Every business is now a technology company in some way, and just like computers made it into the office a few decades ago, now the cloud is becoming a staple for almost every business. Having worked in many, many client environments, the move to the cloud typically always happens the same way. A department or project manager decides to launch their cloud adoption, which leads to an Azure or AWS tenant being created. Some instances are provisioned, network routes setup, and the deployment grows organically from there.
The result of such organic growth tends to be disorganization. Naming conventions are brought in later on, tools are decided on the fly, and even if you use infrastructure-as-code, I've seen many cases where one group is using Terraform, while another is using CloudFormation, and of course there's the break-fix instances where people go into the web console and change things manually. Almost no company older than a couple of years old out there doesn't have a legacy environment or two. The bottom line is that in almost every case, a corporate cloud deployment never meets all the best practices.
The importance of best practices
Organic growth is important, but best practices have been established to ensure that things like security and privacy are taken into account from the onset. Even if the goal is to follow these practices, they too evolve and change over time, and legacy resources are rarely brought up to speed. Tools change too, and whereas serverless computing is all the rage these days, that didn't use to be the case just a few years ago, and some new buzzword will likely become the center of attention soon. This makes it hard to have a large, unified cloud strategy.
This is what a cloud audit process provides. It's crucial to go through all the resources in all the cloud environments, and make sure nothing fell through the cracks. But what kind of things can be found from such an audit?
First, there's the obvious: security. Are instances being patched? Are firewall rules locked down properly? Are VPNs being used correctly? Is data being encrypted? These are all questions that need to be answered, and since most businesses don't even have an accurate account of all their cloud resources currently deployed, how can you know if these resources are secure?

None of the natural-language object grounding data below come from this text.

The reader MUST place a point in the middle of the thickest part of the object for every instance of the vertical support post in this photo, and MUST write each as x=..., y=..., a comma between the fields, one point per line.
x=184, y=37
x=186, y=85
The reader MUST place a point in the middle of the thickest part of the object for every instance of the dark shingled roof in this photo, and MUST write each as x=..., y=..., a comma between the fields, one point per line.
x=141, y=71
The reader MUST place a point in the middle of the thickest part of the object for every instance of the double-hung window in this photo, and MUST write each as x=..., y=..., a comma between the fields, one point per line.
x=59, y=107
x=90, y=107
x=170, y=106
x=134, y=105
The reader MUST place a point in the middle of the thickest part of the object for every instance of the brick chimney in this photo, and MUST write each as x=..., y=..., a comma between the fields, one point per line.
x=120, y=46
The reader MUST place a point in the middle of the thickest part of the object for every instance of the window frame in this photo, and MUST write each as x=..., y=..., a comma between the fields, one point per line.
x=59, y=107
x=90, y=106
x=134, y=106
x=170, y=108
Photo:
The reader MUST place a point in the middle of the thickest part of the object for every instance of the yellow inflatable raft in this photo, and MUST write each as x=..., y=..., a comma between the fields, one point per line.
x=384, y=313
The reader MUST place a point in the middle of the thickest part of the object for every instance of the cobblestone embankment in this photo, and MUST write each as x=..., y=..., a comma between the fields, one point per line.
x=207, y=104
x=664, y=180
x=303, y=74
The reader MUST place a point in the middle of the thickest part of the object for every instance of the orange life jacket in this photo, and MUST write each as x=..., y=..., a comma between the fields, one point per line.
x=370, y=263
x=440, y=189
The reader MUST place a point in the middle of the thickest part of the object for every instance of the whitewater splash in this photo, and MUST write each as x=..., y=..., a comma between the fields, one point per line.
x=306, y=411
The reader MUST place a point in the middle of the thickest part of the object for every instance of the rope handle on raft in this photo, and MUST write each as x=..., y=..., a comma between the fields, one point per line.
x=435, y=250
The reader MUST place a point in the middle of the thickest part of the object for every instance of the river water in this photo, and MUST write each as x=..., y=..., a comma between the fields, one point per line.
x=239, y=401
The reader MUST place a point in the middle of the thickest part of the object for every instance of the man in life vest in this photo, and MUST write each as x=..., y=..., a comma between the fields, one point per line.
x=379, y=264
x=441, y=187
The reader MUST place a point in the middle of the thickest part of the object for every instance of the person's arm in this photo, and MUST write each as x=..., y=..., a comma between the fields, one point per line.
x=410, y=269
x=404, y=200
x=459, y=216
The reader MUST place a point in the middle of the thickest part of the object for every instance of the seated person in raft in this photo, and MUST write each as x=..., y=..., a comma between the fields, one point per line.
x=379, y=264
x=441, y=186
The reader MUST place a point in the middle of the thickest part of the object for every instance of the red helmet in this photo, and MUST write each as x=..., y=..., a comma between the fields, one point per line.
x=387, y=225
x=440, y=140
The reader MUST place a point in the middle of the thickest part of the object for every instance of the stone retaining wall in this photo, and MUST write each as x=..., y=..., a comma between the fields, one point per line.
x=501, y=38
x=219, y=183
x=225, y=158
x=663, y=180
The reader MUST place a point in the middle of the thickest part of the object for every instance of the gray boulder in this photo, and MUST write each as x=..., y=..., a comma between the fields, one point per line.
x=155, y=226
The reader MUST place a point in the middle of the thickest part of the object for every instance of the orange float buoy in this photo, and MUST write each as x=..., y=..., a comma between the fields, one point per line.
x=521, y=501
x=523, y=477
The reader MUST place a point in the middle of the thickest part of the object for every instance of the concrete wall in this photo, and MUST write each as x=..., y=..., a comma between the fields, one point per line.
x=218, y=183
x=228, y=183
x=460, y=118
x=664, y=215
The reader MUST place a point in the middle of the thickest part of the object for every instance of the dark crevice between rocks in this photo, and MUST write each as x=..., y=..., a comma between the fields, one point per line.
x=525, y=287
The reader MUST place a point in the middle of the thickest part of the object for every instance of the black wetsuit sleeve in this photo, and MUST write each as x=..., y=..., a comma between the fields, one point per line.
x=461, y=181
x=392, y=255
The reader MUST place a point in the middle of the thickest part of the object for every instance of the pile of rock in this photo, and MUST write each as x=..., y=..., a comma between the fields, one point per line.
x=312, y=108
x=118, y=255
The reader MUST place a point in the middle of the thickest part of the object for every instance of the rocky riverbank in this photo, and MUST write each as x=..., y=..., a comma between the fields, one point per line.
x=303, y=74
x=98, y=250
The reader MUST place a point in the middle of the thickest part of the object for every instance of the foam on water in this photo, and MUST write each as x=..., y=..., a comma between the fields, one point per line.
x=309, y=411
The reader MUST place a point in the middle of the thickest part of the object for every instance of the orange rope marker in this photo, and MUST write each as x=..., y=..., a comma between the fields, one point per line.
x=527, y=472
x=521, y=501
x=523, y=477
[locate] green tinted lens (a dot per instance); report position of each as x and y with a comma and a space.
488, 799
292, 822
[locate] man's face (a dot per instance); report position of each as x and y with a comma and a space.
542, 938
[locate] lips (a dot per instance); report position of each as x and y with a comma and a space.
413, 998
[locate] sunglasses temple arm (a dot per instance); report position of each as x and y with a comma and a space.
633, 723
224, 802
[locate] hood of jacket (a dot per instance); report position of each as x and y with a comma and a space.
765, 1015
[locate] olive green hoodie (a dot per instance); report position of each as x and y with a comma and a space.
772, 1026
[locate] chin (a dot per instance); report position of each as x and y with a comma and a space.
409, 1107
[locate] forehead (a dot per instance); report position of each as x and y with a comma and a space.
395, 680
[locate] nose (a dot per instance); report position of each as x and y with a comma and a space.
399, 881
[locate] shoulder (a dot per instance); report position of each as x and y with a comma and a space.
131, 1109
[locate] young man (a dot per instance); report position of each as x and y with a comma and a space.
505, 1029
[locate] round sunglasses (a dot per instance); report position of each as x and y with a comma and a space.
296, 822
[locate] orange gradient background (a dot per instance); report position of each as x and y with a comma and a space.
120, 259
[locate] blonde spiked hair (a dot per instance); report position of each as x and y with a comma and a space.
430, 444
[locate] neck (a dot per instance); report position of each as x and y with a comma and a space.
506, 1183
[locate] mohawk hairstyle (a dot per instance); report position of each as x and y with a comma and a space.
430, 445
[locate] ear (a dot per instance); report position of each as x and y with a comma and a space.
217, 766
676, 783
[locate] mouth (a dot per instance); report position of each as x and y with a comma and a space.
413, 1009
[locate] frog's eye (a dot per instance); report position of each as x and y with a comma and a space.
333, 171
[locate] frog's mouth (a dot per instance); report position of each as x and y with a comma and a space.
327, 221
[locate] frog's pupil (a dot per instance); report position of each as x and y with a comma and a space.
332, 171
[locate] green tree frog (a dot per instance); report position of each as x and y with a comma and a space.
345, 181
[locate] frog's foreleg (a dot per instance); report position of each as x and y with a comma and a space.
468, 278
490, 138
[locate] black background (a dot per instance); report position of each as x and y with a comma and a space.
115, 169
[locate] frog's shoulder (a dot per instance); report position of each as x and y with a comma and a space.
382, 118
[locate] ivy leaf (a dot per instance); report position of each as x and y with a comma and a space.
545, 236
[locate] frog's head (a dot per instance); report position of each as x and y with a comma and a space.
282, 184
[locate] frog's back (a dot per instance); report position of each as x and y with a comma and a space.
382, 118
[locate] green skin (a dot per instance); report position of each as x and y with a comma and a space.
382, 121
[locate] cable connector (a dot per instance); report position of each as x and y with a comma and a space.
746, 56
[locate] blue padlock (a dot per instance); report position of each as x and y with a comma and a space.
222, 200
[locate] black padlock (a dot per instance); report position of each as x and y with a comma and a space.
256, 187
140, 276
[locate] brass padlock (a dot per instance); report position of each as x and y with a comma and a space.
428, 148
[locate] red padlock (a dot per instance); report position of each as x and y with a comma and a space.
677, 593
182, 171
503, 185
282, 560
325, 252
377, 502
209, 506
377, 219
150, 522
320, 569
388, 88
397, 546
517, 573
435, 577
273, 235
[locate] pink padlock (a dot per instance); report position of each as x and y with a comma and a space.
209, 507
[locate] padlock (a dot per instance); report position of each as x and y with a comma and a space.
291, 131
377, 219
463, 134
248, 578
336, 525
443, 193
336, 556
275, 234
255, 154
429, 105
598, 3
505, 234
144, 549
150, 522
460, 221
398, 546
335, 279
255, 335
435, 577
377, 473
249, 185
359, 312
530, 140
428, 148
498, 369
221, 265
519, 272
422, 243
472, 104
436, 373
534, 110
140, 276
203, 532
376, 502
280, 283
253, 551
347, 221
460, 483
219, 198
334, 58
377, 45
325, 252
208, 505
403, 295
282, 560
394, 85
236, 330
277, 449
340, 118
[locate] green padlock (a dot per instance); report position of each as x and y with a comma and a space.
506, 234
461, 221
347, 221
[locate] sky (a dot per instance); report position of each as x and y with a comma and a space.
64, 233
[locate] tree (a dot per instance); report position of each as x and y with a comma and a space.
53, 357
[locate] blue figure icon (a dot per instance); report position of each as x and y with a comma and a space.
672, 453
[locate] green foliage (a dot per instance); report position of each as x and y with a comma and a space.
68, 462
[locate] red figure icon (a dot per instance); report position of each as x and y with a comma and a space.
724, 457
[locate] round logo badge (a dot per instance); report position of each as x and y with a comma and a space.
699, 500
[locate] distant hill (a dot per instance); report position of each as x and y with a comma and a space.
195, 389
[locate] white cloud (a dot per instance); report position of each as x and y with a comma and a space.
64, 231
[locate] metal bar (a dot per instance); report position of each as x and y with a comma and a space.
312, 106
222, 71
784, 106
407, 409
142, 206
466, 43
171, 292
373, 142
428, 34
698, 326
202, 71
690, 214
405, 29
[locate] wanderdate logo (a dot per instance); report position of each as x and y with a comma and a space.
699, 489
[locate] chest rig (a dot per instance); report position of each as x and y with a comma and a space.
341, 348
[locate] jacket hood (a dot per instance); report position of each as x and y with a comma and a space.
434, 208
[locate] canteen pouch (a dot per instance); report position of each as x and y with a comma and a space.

But a cloud audit can also help save a lot of money. In almost every environment I've dealt with, there were resources that were still provisioned, but no one was using. Even for resources that are being used, there are often ways to drastically reduce costs, by using reserved instances for example.
A cloud audit can also pin-point less obvious issues. All cloud providers have ways to monitor performance, but those tools are rarely utilized well. It's easy to have bottlenecks, for example an over-taxed instance, without realizing it. Your web app could be much slower than it could be. Logs gathering is another common item missing from many deployments.
A recurring need
Most businesses, especially those that have had a breach in the past, understand the need for regular security audits. But cloud audits should also be a recurring affair. Cloud providers introduce new features all the time, and add new tools that can improve your experience all the time. But your role is running your business, not keeping track of every news item from Amazon or Microsoft. That's why bringing in an outside consultant on a regular basis is worthwhile.
The traditional guideline is that a cloud audit should happen once a year, and possibly more often if you're running a heavy workload in the cloud, such as a SaaS offering. While such an audit will never catch every possible item of value, it does give you a lot of actionable items that can both save you money and ensure a more safe and secure environment for your users.